Today is my day off and instead of being in class teaching I am relaxing at home and having a well deserved break. Did I say break? Actually I’ve been updating my files, looking for resources, reading other ESL blogs, chatting to other educators on Twitter and writing this blog! I have booked 3 days of holiday and since teaching has become such a big part of my life I find it hard to switch off from it.

On #eslchat this Wednesday we were discussing our dream ESL job. In my blog I’d like to share my experiences of ESL teaching so far, looking at the good, the bad and the ugly.

Lets start on a positive note. The good. Teaching English now for over a year I am in love with my job. I feel like I am a good teacher and that I’m learning new things everyday. The people that I work with are great and supportive and the people who I see the most of, my students, are a pleasure to teach. I love how I can go into class most days and come out smiling. When a student tells me that they’ve enjoyed the class that day it can make all the effort I put in worth it. Teaching English is a fun and exciting job and I don’t think I could find the same level of job satisfaction anywhere else.

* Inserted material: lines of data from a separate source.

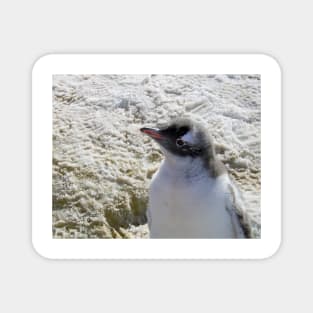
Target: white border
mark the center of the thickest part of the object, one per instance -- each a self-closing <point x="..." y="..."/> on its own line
<point x="48" y="247"/>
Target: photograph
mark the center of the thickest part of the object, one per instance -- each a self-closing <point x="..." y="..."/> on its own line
<point x="145" y="156"/>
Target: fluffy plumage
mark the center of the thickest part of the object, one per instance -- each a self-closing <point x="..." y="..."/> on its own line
<point x="191" y="195"/>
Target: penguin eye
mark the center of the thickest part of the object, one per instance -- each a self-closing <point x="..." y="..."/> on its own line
<point x="179" y="142"/>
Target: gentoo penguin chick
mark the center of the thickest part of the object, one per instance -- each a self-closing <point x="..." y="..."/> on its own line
<point x="191" y="195"/>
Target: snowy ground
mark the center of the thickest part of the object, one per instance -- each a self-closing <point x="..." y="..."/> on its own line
<point x="102" y="164"/>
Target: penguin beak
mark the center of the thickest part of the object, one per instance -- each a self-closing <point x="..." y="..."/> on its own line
<point x="152" y="132"/>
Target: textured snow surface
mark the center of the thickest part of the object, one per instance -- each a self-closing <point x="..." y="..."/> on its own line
<point x="102" y="164"/>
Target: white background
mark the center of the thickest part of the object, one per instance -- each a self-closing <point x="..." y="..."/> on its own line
<point x="30" y="29"/>
<point x="263" y="65"/>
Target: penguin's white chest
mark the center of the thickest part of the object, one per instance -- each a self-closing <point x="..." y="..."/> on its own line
<point x="188" y="207"/>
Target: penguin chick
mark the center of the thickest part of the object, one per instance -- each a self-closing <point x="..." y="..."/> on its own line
<point x="191" y="194"/>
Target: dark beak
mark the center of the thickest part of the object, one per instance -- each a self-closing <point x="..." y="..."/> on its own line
<point x="152" y="132"/>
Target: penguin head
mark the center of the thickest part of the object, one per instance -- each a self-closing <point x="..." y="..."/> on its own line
<point x="182" y="137"/>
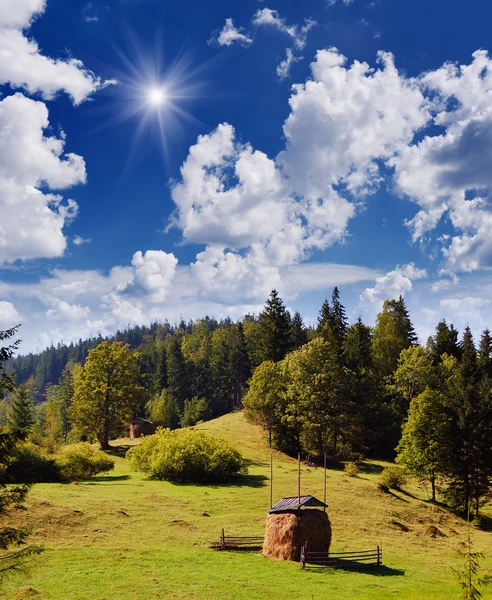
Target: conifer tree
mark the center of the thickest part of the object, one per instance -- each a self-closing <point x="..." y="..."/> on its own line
<point x="20" y="417"/>
<point x="338" y="319"/>
<point x="299" y="331"/>
<point x="445" y="341"/>
<point x="275" y="330"/>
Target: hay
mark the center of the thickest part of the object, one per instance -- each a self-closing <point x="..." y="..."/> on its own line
<point x="286" y="533"/>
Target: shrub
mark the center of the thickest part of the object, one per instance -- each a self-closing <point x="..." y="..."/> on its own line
<point x="393" y="477"/>
<point x="31" y="464"/>
<point x="82" y="461"/>
<point x="351" y="469"/>
<point x="185" y="456"/>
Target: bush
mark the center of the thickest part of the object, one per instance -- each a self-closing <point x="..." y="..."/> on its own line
<point x="31" y="464"/>
<point x="185" y="456"/>
<point x="351" y="469"/>
<point x="82" y="461"/>
<point x="393" y="477"/>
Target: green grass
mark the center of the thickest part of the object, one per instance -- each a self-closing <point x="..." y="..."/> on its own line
<point x="123" y="537"/>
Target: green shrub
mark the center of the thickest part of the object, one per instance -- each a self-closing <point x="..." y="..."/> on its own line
<point x="82" y="461"/>
<point x="351" y="469"/>
<point x="31" y="464"/>
<point x="393" y="477"/>
<point x="185" y="456"/>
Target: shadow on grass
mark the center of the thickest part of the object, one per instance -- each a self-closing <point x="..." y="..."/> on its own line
<point x="382" y="571"/>
<point x="119" y="451"/>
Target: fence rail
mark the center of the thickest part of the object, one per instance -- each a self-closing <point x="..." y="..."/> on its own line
<point x="351" y="560"/>
<point x="238" y="542"/>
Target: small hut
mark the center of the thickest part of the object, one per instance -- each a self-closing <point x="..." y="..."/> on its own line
<point x="294" y="522"/>
<point x="139" y="427"/>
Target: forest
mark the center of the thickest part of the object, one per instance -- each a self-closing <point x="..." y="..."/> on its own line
<point x="348" y="390"/>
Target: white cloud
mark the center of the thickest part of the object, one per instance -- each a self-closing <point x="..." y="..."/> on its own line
<point x="23" y="66"/>
<point x="9" y="317"/>
<point x="283" y="69"/>
<point x="395" y="283"/>
<point x="230" y="34"/>
<point x="32" y="221"/>
<point x="270" y="18"/>
<point x="78" y="240"/>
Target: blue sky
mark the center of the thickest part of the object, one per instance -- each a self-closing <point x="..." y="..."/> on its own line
<point x="293" y="145"/>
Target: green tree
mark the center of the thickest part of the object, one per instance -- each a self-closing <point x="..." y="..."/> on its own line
<point x="414" y="373"/>
<point x="262" y="402"/>
<point x="20" y="416"/>
<point x="444" y="341"/>
<point x="107" y="391"/>
<point x="424" y="446"/>
<point x="275" y="330"/>
<point x="14" y="553"/>
<point x="392" y="334"/>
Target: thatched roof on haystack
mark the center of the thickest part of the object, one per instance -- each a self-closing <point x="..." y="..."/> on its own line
<point x="295" y="503"/>
<point x="287" y="533"/>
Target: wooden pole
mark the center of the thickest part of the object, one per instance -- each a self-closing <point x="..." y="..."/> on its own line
<point x="299" y="480"/>
<point x="324" y="485"/>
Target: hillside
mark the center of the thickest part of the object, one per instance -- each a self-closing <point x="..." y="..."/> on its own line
<point x="123" y="537"/>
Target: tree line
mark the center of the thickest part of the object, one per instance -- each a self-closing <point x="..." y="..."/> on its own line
<point x="348" y="390"/>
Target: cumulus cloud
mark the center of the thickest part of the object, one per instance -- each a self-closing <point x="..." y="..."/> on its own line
<point x="9" y="317"/>
<point x="33" y="220"/>
<point x="283" y="69"/>
<point x="270" y="18"/>
<point x="22" y="65"/>
<point x="230" y="34"/>
<point x="395" y="283"/>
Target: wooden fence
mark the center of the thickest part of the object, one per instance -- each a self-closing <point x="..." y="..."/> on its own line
<point x="350" y="560"/>
<point x="238" y="542"/>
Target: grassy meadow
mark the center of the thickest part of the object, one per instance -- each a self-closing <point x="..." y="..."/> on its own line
<point x="121" y="536"/>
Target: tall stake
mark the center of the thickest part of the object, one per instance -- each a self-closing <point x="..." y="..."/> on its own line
<point x="299" y="480"/>
<point x="324" y="486"/>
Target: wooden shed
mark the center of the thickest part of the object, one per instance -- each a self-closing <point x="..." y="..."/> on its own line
<point x="139" y="427"/>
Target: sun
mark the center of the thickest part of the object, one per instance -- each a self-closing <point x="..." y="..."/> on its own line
<point x="156" y="96"/>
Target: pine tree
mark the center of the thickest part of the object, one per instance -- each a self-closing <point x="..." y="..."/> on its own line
<point x="445" y="341"/>
<point x="177" y="373"/>
<point x="275" y="330"/>
<point x="20" y="416"/>
<point x="324" y="317"/>
<point x="338" y="319"/>
<point x="299" y="331"/>
<point x="485" y="355"/>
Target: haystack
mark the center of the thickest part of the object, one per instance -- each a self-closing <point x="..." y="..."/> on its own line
<point x="286" y="533"/>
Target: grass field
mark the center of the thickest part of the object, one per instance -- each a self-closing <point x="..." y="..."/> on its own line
<point x="123" y="537"/>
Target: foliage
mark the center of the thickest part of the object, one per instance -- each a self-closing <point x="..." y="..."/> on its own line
<point x="81" y="461"/>
<point x="195" y="410"/>
<point x="107" y="391"/>
<point x="20" y="416"/>
<point x="468" y="576"/>
<point x="424" y="446"/>
<point x="393" y="477"/>
<point x="351" y="469"/>
<point x="186" y="456"/>
<point x="31" y="464"/>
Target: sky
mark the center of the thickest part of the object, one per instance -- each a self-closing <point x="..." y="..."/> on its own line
<point x="161" y="160"/>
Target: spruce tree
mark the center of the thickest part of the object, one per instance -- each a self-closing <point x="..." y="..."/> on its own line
<point x="485" y="355"/>
<point x="275" y="330"/>
<point x="445" y="341"/>
<point x="324" y="317"/>
<point x="338" y="319"/>
<point x="20" y="416"/>
<point x="299" y="331"/>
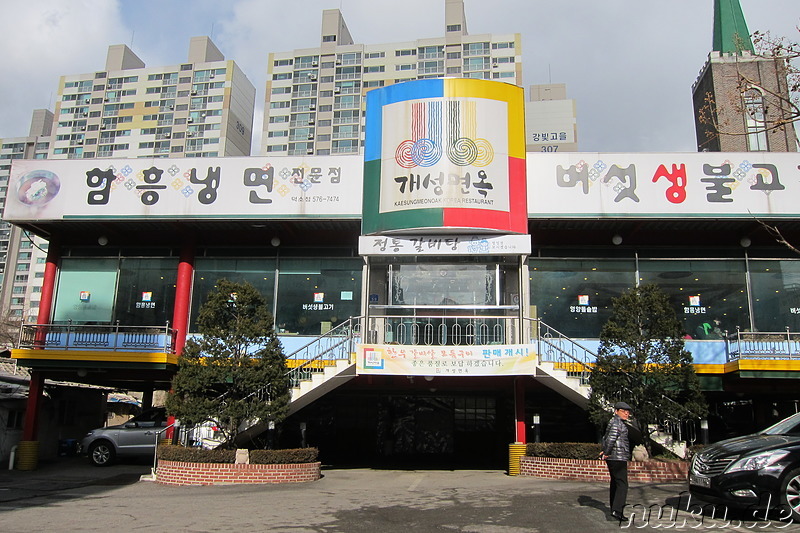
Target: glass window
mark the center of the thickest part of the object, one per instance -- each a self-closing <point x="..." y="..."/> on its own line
<point x="146" y="295"/>
<point x="775" y="288"/>
<point x="86" y="290"/>
<point x="574" y="296"/>
<point x="709" y="296"/>
<point x="257" y="271"/>
<point x="444" y="284"/>
<point x="315" y="295"/>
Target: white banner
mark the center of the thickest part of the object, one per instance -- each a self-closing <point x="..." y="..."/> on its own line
<point x="231" y="187"/>
<point x="490" y="360"/>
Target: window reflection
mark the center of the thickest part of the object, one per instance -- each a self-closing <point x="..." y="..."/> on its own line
<point x="574" y="296"/>
<point x="776" y="294"/>
<point x="710" y="297"/>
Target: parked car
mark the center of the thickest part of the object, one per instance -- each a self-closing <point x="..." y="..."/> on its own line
<point x="759" y="470"/>
<point x="136" y="437"/>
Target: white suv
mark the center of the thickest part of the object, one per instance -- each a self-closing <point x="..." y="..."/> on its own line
<point x="136" y="437"/>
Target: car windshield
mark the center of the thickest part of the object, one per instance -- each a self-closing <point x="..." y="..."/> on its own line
<point x="787" y="426"/>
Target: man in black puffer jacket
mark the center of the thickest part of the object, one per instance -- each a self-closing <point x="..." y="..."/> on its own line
<point x="617" y="453"/>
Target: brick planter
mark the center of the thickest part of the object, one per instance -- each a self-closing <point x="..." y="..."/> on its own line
<point x="179" y="473"/>
<point x="596" y="470"/>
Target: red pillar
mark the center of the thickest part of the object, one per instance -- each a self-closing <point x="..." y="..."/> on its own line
<point x="35" y="390"/>
<point x="183" y="296"/>
<point x="30" y="428"/>
<point x="49" y="283"/>
<point x="519" y="409"/>
<point x="180" y="313"/>
<point x="48" y="292"/>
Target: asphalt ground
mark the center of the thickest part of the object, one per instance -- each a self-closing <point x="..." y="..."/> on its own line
<point x="68" y="494"/>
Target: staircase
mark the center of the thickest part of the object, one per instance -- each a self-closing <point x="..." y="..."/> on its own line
<point x="564" y="365"/>
<point x="315" y="370"/>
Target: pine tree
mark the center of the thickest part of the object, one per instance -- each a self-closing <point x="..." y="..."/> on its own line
<point x="642" y="361"/>
<point x="234" y="373"/>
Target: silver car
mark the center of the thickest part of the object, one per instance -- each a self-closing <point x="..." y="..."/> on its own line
<point x="136" y="437"/>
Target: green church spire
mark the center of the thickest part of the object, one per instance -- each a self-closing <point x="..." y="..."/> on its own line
<point x="731" y="35"/>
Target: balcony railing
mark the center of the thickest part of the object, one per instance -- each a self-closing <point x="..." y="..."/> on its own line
<point x="96" y="337"/>
<point x="762" y="345"/>
<point x="458" y="326"/>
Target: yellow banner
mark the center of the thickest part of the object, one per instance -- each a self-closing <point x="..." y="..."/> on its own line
<point x="491" y="360"/>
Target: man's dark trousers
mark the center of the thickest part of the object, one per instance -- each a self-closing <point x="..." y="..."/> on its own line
<point x="618" y="492"/>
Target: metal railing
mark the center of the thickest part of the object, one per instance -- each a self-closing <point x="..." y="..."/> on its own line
<point x="762" y="345"/>
<point x="443" y="330"/>
<point x="555" y="347"/>
<point x="337" y="344"/>
<point x="103" y="337"/>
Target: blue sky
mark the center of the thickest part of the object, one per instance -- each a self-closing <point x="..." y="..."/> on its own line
<point x="629" y="64"/>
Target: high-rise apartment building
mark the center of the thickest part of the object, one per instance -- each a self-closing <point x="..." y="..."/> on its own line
<point x="20" y="253"/>
<point x="740" y="97"/>
<point x="551" y="123"/>
<point x="315" y="97"/>
<point x="202" y="108"/>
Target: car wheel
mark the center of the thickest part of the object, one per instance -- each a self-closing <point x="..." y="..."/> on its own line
<point x="101" y="453"/>
<point x="790" y="493"/>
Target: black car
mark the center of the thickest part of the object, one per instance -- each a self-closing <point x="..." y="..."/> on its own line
<point x="758" y="471"/>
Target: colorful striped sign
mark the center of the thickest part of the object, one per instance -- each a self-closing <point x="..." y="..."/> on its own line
<point x="445" y="153"/>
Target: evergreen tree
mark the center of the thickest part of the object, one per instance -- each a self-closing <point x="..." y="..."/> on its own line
<point x="642" y="361"/>
<point x="235" y="372"/>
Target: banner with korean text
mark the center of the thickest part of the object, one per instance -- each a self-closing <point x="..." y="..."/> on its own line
<point x="447" y="154"/>
<point x="215" y="187"/>
<point x="664" y="185"/>
<point x="413" y="360"/>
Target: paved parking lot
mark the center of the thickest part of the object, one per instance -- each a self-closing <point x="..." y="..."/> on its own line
<point x="70" y="495"/>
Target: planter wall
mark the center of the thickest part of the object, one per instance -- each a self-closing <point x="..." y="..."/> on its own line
<point x="180" y="473"/>
<point x="596" y="470"/>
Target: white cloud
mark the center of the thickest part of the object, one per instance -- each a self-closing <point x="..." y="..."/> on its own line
<point x="628" y="64"/>
<point x="43" y="40"/>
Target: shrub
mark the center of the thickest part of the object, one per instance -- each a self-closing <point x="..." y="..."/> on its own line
<point x="272" y="457"/>
<point x="564" y="450"/>
<point x="195" y="455"/>
<point x="261" y="457"/>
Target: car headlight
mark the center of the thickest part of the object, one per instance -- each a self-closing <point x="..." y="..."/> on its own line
<point x="756" y="462"/>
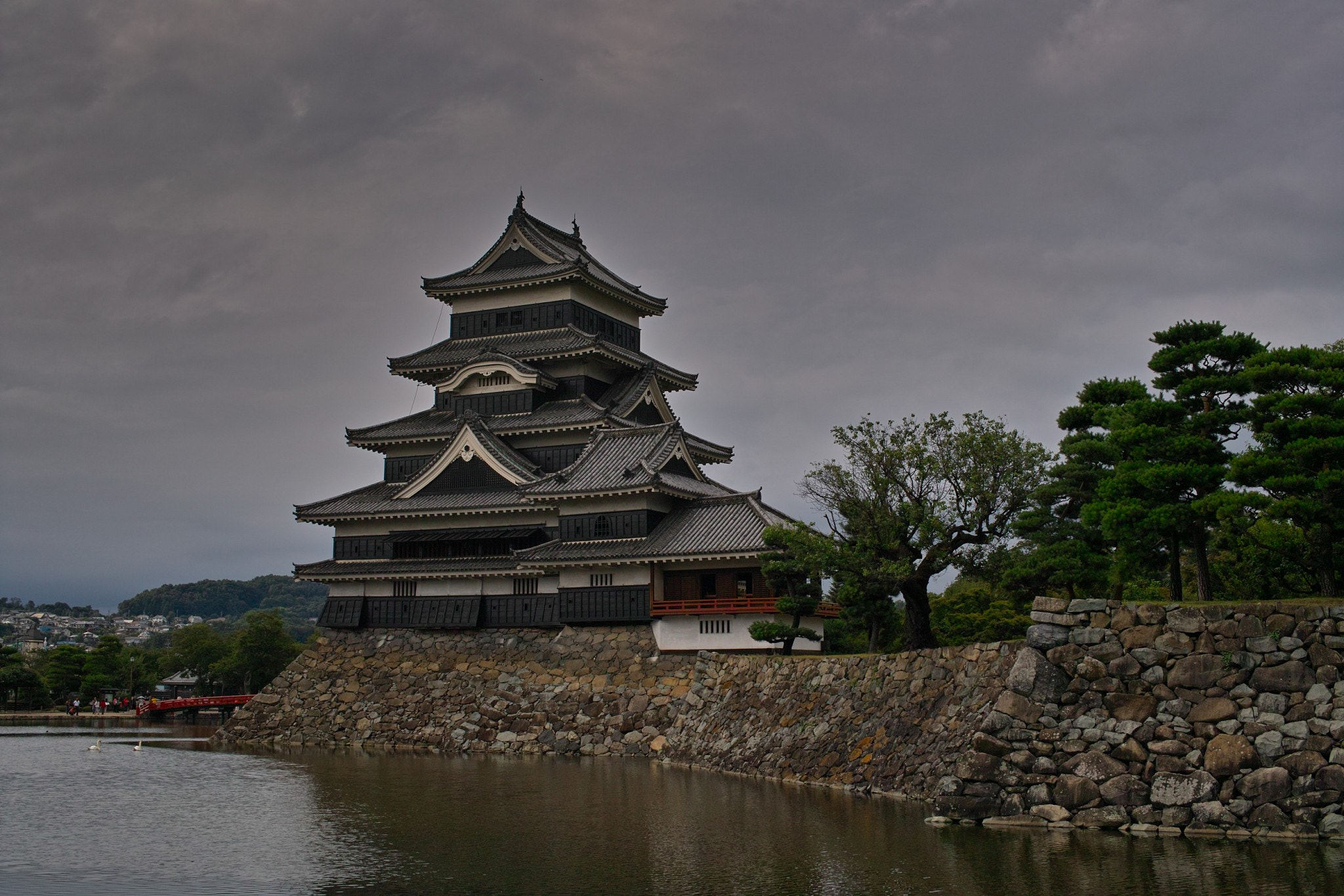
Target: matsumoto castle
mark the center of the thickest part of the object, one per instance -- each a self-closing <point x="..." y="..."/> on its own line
<point x="550" y="484"/>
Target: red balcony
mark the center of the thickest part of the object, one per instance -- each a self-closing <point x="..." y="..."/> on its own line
<point x="698" y="606"/>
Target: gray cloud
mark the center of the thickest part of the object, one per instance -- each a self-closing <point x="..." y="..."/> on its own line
<point x="215" y="214"/>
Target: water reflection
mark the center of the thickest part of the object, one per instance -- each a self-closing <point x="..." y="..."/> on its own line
<point x="342" y="823"/>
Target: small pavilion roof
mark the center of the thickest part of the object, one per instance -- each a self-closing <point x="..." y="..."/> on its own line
<point x="530" y="251"/>
<point x="434" y="569"/>
<point x="438" y="361"/>
<point x="726" y="525"/>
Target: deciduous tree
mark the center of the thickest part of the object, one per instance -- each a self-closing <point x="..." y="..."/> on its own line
<point x="914" y="497"/>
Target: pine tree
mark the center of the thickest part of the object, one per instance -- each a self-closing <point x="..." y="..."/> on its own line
<point x="1299" y="453"/>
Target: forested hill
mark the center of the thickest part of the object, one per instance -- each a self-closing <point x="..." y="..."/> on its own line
<point x="213" y="598"/>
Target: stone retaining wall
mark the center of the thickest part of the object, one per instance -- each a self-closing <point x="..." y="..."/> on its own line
<point x="1183" y="719"/>
<point x="1198" y="719"/>
<point x="890" y="724"/>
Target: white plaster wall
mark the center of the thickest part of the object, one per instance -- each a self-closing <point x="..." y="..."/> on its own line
<point x="578" y="578"/>
<point x="683" y="633"/>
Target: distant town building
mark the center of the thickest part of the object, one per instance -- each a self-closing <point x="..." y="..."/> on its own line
<point x="180" y="684"/>
<point x="550" y="483"/>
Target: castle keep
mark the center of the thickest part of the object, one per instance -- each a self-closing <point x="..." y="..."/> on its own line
<point x="550" y="484"/>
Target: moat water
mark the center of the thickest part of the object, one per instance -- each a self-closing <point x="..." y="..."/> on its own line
<point x="179" y="817"/>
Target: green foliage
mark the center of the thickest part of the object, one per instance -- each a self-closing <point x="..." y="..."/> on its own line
<point x="257" y="653"/>
<point x="64" y="670"/>
<point x="915" y="497"/>
<point x="20" y="687"/>
<point x="972" y="611"/>
<point x="195" y="649"/>
<point x="1299" y="453"/>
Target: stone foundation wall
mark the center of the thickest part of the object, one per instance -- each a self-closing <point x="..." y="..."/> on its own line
<point x="890" y="724"/>
<point x="1198" y="719"/>
<point x="1183" y="719"/>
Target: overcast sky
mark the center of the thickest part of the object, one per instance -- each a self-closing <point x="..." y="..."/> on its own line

The bad. The past few months I feel like I’ve been working non-stop. In ESL you are paid for the hours you teach. There are no half-terms and no breaks. Classes are Monday to Friday and Sunday is my planning day so Saturday feels like the only time I get to relax. I feel exhausted. I feel like I work a 40 hour week sometimes when I only get paid for 20. I teach 4 hours a day, but if you count unpaid breaks and the time I come in to do printing and organise my files, I’m probably in the school for 5.5 hours a day. On top of that is lesson planning. Now I’m guilty of spending too long on my lesson plans. I think I should be spending no more than 15 minutes for every hour I teach. So 20 hours teaching should equal 5 hours planning a week. In reality I probably spend up to 10 hours. Now that’s not all planning. A lot of it is looking through the vast amounts of resources on the web, or creating my own because there’s nothing that works better than something you’ve designed yourself. So, if you want to teach English as a foreign language, expect to put those hours in.

The ugly. No sick pay and zero hour contracts, and that’s just in England! Schools can only give you hours if there are students to attend the lessons. I understand at the end of the day the school is a business and you can’t give work when there is no work to be had. After a great run of hours, with extra hours to be had from other teachers taking holiday or calling in sick, I have just been given the call that unfortunately there will be no hours for me next week, or possibly the week after, or maybe the week after that. Job security is one thing that a lot of people want from their careers. It’s unfortunate that a job such as this which I love doing will never have that.

If you are reading this and thinking about taking the first steps to becoming an ESL teacher please don’t let those bad points put you off. I love teaching English and wouldn’t change my job for anything and would recommend that you go for it and don’t hold back.

Since I have got this time off I will use it constructively. I’ll think of it as an unplanned half-term break. I’ll search for articles, watch webinars and do all those things that I’ve wanted to but just haven’t had the time for. Perhaps I’ll even write another blog or two.